The Sor, in two sections, much like an operatic pairing of the free recitative and its rhythmic aria, opened with sturm und drang [storm and stress] elements, which the guitar’s natural delicacy transformed into a more galant style. In the funeral march that followed Yates skillfully retained the well-defined contrapuntal technique used in the Dowland.

The quartet of “Latin” pieces by Spaniards de Falla (Homage a Debussy) and Granados, Brazilian Villa Lobos (Etude #8), Cuban Brouwer (Elegie de la Danza) exuded elegance and, in the case of the Granados’ “Orientale,” a tender melancholy. I began to wonder if the performance was “too safe.” It may be almost churlish to question non-stop excellence, but especially in the Latin pieces with occasional flamenco or fandango influence, some of the expected fire seemed missing.

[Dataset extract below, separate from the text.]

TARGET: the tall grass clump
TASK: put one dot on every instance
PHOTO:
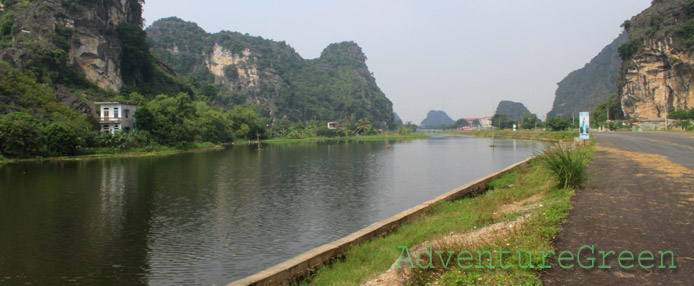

However, any concerns on this front were mitigated by the Rak and, in particular, three encore pieces by Argentinian José Luis Merlin. These works allowed the audience to glimpse a more adventurous Yates, one open to cultures outside classical Western European tradition, one with the wisdom to recognize and the bold willingness to promote contemporary work of the highest quality like Rak’s “Czech Tales.” Its atonal spots added spice to the charming playfulness with a touch of melancholy typical of Eastern European music, a reminder that European fairy tales like those of the Brothers Grimm were far more brutal than the sugarcoated Disney-fied versions. Tapping rock rhythms on the guitar’s body brought the music up to date.

Three works from Merlin’s Suite de Recuerdo [Suite of Memories]—Evocación, Carnevalito, Joropo—evoked my own souvenirs of Peru. The little carnivals all over Cusco and women swirling their colorful skirts as they danced the joropo were a perfect finish for an afternoon of elegant professionalism swirling with colorful excellence.